Jakarta – Direktur Utama Lembaga Pengkajian Pangan, Obat-obatan, dan Kosmetika Majelis Ulama Indonesia (LPPOM MUI), Muti Arintawati, menegaskan pentingnya pemasangan label "No Pork No Lard" pada produk makanan. Pemasangan label ini sudah dilakukan sejak lama, bahkan sebelum pemerintah mewajibkan sertifikasi halal untuk produk makanan dan minuman.
Muti Arintawati menjelaskan bahwa label tersebut bertujuan untuk memberikan kepastian kepada konsumen bahwa produk yang mereka konsumsi tidak mengandung bahan-bahan yang diharamkan, seperti babi dan turunannya. "Kami ingin memudahkan konsumen dalam memilih produk yang sesuai dengan keyakinan mereka," ujar Muti.
Selain itu, Muti juga menekankan bahwa setiap pelaku usaha yang bergerak di bidang makanan dan minuman wajib memiliki sertifikat halal. Sertifikat ini sangat penting untuk menjamin keamanan dan kehalalan produk yang dijual.
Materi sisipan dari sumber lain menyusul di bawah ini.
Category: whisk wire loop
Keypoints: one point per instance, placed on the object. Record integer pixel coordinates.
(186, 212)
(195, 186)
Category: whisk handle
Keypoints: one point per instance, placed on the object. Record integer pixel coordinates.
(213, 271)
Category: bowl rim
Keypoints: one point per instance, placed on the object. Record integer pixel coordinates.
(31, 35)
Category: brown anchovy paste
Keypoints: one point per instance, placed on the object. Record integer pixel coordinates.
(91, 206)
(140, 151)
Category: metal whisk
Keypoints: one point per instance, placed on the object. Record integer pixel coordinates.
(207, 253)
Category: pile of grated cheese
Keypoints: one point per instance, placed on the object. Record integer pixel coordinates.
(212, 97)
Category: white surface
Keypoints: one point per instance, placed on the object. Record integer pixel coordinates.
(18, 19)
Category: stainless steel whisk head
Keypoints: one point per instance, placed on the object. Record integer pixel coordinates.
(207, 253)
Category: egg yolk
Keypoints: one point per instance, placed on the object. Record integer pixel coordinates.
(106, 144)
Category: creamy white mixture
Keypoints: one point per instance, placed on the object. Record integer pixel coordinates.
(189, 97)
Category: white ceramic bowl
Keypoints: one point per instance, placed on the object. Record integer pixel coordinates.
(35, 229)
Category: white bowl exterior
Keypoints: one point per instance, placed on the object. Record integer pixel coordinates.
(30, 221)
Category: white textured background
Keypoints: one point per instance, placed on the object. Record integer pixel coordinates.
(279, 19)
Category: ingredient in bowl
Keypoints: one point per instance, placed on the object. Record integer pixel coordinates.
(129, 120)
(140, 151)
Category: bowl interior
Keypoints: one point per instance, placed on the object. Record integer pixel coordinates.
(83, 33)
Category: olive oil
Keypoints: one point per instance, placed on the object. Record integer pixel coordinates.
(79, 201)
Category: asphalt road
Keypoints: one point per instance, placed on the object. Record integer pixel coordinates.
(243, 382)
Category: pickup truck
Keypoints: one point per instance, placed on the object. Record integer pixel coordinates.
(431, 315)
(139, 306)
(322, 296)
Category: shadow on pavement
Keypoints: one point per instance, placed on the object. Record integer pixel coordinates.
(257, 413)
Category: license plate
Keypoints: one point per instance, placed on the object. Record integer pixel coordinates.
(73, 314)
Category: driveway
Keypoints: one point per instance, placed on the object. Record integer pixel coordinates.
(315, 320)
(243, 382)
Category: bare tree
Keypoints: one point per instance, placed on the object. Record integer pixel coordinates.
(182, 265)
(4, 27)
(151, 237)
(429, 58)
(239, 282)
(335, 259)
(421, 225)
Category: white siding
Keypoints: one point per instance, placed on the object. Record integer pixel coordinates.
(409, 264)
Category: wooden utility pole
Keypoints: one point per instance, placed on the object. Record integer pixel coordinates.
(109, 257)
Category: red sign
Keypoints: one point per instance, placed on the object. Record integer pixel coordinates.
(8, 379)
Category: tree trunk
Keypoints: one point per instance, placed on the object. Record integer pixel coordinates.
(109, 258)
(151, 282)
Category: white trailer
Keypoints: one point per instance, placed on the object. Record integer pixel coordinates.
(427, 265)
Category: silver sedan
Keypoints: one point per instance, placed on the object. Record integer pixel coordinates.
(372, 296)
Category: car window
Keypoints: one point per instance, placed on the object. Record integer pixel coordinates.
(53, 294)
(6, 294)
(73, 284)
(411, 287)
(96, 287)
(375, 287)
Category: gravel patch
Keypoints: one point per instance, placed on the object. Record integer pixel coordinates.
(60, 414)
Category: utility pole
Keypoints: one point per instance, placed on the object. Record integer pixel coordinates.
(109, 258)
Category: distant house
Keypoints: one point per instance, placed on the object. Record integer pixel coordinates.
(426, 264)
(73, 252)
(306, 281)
Dengan adanya sertifikat halal, diharapkan masyarakat dapat lebih percaya dan nyaman saat mengonsumsi makanan.
Hal ini juga menjadi bagian dari upaya untuk meningkatkan kesadaran akan pentingnya memilih produk yang halal di Indonesia. Muti berharap ke depannya, semua pelaku usaha akan mendukung program sertifikasi halal sehingga masyarakat dapat dengan mudah mendapatkan informasi mengenai kehalalan produk yang mereka beli.
Label "No Pork No Lard" menjadi salah satu langkah awal yang diambil oleh LPPOM MUI untuk memastikan bahwa produk makanan yang beredar di masyarakat sesuai dengan syariat Islam. Dengan demikian, konsumen diharapkan dapat lebih selektif dalam memilih makanan yang mereka konsumsi.